CARFB: Plug-and-Play Object Detection Module

doi:10.3778/j.issn.1673-9418.2401082

Abstract

Abstract: To overcome the limitations of CA (coordinate attention) that may lose the significant features of targets in the average pooling of horizontal and vertical features, and the insufficient learning to small target features using two-dimensional ordinary convolution, the CARFB (coordinate attention and receptive field block) is proposed. In this CARFB, the maximal pooling is introduced to enhance the average pooling of CA, so as to retain significant and detailed information of input features in horizontal and vertical directions. The advantage of RFB (receptive field block) possessing different sizes of receptive fields is used to replace the convolution of CA for the concatenated features of the horizontal and vertical features, so as to extract features of different sizes of targets simultaneously. CBS (convolution + batch normalization + SiLU) module containing convolution kernel with different sizes and steps is introduced to replace the two-dimensional ordinary convolution of CA, so as to further extract horizontal and vertical features and obtain reweighted output features. CARFB module saves target position information in horizontal and vertical directions, and extracts strong distinguishable features of different sizes of targets through different receptive fields, so as to obtain strong capability for feature learning. To verify the performance of this proposed plug-and-play CARFB module, it is embedded into object detector ObjectBox, resulting in the ObjectBox-CARFB detector. Moreover, it is utilized to replace the RFB module in RFB net, resulting in the CARFB net target detector. Experiments on MS COCO dataset show that the performance of ObjectBox-CARFB model is improved comprehensively, especially for detecting small targets. Experiments on PASCAL VOC and MS COCO datasets demonstrate that CARFB net300 and CARFB net512 are respectively superior to original RFB net300 and RFB net512 and other compared peers. The proposed CARFB module has stronger feature learning capability and can achieve better detection effect on different sizes of targets, especially in the detection of small targets. CARFB module can be embedded into any other convolutional neural network to enhance the performance of the original network. It has stronger feature learning capability, and can store more target information, and can achieve better detection effect on targets with different sizes, particularly for detecting small targets.
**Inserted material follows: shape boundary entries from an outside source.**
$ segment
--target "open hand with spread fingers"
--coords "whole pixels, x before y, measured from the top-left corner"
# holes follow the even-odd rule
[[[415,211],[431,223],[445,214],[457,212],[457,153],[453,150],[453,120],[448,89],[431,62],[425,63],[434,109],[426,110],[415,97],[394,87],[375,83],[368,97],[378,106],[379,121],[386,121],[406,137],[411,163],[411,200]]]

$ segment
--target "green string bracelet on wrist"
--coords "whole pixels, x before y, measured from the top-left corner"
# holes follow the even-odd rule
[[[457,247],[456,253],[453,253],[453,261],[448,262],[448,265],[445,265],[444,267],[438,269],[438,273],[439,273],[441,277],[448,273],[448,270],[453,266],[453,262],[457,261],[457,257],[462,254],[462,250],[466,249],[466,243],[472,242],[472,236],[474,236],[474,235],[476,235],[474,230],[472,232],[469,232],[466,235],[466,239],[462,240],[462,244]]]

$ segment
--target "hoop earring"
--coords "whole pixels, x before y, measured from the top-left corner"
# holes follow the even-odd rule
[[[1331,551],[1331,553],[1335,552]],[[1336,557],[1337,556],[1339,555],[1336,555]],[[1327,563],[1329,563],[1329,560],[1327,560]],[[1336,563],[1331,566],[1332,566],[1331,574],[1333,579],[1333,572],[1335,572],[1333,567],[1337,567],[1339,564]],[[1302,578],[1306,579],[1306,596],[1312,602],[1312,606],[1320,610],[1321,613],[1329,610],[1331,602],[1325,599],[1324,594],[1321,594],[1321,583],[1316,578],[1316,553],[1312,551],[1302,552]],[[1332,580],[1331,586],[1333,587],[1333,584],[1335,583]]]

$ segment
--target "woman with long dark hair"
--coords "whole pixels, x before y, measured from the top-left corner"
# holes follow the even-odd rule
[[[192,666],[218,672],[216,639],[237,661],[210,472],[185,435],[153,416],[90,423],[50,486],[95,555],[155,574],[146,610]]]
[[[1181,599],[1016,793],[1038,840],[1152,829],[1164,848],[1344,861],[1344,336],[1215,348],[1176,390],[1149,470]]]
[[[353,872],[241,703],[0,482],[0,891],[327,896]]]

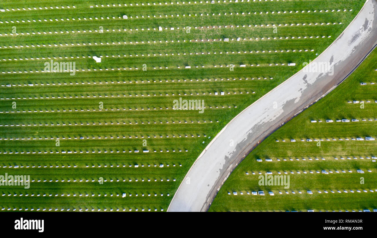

Key words: object detection, receptive field block (RFB), coordinate attention, small targets, deep learning

摘要： 针对坐标注意力（CA）在水平和垂直方向特征的平均池化可能丢失目标显著特征，以及使用二维普通卷积对小目标特征学习不足的情况，提出了CARFB（coordinate attention and receptive field block）模块。该模块将CA的平均池化修改为平均+最大池化，以保留输入特征在水平和垂直方向的显著和细节信息；利用RFB具有不同大小感受野的优势，在水平和垂直方向分别使用RFB模块代替CA的融合特征统一卷积，以同时提取不同大小目标的特征；引入包含不同大小卷积核和步长的CBS模块，替换CA的二维普通卷积，进一步提取水平和垂直方向的特征，得到重新加权的输出特征。CARFB模块在水平和垂直方向保存目标位置信息，利用不同感受野提取不同大小目标的强辨别性特征，从而具有更强的特征学习能力。为了验证提出的即插即用模块CARFB的性能，将其嵌入ObjectBox目标检测框架，得到ObjectBox-CARFB模型；用CARFB模块替换RFB net中的RFB模块，得到CARFB net目标检测模型。MS COCO数据集的实验测试表明，ObjectBox-CARFB模型的性能得到全面提升，尤其对小目标的检测性能提升突出；PASCAL VOC和MS COCO数据集的实验结果表明，CARFB net300和CARFB net512的目标检测能力分别优于原始RFB net300和RFB net512模型，并优于其他同系列对比模型。提出的CARFB模块具有更强的特征学习能力，对不同尺度目标均能取得较好的检测效果，特别是在小目标检测方面，效果提升显著。提出的CARFB模块可以嵌入到任何一个卷积神经网络，能保存更多的目标信息，具有更强的特征学习能力和更高的网络性能，对不同尺度目标均能取得较好的检测效果，尤其对小目标的检测效果提升显著。

关键词: 目标检测, 感受野模块（RFB）, 坐标注意力, 小目标, 深度学习

YANG Meijun, YAO Ruoxia, XIE Juanying. CARFB: Plug-and-Play Object Detection Module[J]. Journal of Frontiers of Computer Science and Technology, 2025, 19(1): 223-236.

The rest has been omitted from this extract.